How the scam works:
(with video below) If you ever receive a phone call from your local prison on your house phone and the operator tells you to press 1 to receive a collect call, don’t accept it (unless your buddy is arrested on a regular basis and you know he always calls). Many victims accept these collect calls because they don’t know who might be on the other side.
Watch the video below to see the sneaky Collection Call Scam, exposed:
How does this scam work? Whenever allowed to make phone calls, real inmates dial random numbers until they find somebody willing to help. As soon as the victims answer, the scammer comes in with a quick apology for disturbing them followed by an emotional short story, such as being thrown in jail because he beat up a guy who assaulted his daughter, an hour ago.
The prisoner will ask the victim to call a number where supposedly his daughter is, to make sure she is okay. He will say that the number is impossible to reach from the prison he is in, or that they are not allowed to call cell phones. People fall for this scam as they think they are doing a good deed.
In reality, what victims do when dialing the number provided is just… call-forwarding their own telephone lines. This way, after getting you to forward the number, the scammer can call anywhere he wants, without being charged.

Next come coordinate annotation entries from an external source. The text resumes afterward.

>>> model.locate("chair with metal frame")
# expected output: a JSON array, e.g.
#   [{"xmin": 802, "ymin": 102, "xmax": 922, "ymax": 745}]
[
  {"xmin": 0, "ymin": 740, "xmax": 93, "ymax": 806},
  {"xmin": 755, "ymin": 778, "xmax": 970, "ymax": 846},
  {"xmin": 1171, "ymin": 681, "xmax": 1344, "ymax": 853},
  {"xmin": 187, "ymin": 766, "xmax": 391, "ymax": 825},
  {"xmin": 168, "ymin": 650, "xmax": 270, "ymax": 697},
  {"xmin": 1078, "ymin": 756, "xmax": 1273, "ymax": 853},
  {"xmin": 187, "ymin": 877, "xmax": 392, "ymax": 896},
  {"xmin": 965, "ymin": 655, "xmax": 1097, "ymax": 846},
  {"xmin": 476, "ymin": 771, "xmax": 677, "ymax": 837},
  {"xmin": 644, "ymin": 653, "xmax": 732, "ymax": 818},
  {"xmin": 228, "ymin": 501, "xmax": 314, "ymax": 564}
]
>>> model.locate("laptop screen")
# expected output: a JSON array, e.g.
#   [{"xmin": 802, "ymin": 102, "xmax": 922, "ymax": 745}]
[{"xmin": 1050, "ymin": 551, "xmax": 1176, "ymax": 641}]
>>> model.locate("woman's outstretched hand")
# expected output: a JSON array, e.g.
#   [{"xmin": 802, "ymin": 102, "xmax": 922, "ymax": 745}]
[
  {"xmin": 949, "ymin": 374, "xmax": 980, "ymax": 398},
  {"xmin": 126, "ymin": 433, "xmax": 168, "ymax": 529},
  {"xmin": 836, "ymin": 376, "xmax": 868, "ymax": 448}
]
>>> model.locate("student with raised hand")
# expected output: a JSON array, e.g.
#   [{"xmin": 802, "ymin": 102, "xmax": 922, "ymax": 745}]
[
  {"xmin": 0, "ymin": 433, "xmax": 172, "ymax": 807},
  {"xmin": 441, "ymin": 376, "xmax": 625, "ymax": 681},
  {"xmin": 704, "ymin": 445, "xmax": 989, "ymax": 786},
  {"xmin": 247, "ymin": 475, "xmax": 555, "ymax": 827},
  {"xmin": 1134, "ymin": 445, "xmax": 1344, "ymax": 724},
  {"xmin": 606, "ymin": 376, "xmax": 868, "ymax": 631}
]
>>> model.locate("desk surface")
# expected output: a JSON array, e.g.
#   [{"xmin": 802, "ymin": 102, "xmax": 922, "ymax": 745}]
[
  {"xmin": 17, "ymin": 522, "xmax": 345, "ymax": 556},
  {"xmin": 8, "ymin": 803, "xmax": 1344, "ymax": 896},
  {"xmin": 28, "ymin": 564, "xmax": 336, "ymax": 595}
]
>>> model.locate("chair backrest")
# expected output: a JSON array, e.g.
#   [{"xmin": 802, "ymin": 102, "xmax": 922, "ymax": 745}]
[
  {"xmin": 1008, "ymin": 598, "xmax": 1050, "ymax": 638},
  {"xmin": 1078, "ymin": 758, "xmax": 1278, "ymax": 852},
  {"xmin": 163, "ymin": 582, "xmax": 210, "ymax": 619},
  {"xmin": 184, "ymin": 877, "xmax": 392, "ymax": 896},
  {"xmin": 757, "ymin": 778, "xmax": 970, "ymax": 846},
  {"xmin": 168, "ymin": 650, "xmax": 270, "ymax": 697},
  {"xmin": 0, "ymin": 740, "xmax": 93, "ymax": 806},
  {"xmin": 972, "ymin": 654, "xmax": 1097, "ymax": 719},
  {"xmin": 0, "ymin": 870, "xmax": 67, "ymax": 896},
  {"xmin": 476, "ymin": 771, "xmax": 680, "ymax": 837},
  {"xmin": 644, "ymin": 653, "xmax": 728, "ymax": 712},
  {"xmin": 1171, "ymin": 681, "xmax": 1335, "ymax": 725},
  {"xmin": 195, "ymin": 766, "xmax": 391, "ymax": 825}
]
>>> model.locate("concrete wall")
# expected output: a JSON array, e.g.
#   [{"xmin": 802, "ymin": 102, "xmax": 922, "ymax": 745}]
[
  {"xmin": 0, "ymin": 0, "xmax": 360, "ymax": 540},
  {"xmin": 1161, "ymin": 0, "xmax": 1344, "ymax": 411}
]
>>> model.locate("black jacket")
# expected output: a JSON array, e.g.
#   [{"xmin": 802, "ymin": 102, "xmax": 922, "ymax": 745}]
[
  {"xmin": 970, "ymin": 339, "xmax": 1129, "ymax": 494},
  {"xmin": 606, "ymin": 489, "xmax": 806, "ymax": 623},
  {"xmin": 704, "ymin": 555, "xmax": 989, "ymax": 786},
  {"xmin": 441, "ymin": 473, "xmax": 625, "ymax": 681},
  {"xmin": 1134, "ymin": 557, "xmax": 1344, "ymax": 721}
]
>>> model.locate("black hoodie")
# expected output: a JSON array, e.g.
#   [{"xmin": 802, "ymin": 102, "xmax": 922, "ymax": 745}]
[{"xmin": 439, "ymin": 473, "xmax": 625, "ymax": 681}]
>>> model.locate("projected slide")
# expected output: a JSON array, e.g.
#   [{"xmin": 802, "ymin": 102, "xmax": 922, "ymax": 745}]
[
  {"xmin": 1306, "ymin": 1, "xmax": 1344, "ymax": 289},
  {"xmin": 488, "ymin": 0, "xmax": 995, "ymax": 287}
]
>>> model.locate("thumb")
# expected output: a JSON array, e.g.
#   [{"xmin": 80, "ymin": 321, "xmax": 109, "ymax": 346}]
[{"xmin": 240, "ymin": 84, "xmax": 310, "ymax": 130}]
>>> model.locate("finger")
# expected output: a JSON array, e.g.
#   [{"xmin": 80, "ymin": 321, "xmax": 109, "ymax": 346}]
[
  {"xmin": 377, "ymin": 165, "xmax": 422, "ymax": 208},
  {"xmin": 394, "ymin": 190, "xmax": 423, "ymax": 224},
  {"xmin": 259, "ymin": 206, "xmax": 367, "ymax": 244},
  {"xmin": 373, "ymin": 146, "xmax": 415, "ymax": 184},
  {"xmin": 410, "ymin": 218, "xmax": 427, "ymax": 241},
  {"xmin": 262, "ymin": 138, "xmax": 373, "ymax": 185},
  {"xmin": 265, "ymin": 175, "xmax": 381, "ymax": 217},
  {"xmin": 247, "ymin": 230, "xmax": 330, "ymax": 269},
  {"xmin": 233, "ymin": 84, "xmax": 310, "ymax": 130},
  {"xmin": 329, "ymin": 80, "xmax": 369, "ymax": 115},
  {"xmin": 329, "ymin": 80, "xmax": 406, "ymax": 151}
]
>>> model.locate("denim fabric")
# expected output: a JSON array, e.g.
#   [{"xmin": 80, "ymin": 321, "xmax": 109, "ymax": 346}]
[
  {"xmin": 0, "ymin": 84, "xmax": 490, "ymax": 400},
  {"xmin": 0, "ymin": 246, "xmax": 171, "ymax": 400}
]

In a different variation of the scam, the callers cannot even be jail mates. They could be regular scammers trying to make phone calls on your dime. For example, they would pick names from the phone book with specific ethnicity and tell the operator they are part of their family.
How to avoid:
Check the forwarding code in your country and make sure you never use it when asked to by someone else. For example, in US the code to forward your number if you belong to the Verizon network is *72. To deactivate it, it is *73. Whether you are in Australia, the United Kingdom or Canada, always find out these numbers for your specific network!
How to report:
Make your family and friends aware of this scam by sharing it on social media using the buttons provided. You can also officially report the scammers to the Federal Trade Commission (FTC) using the link below:
How to protect yourself more:
If you want to be the first to find out the most notorious scams every week, feel free to subscribe to the Scam Detector newsletter here. You'll receive periodical emails and we promise not to spam. Last but not least, use the Comments section below to expose other scammers.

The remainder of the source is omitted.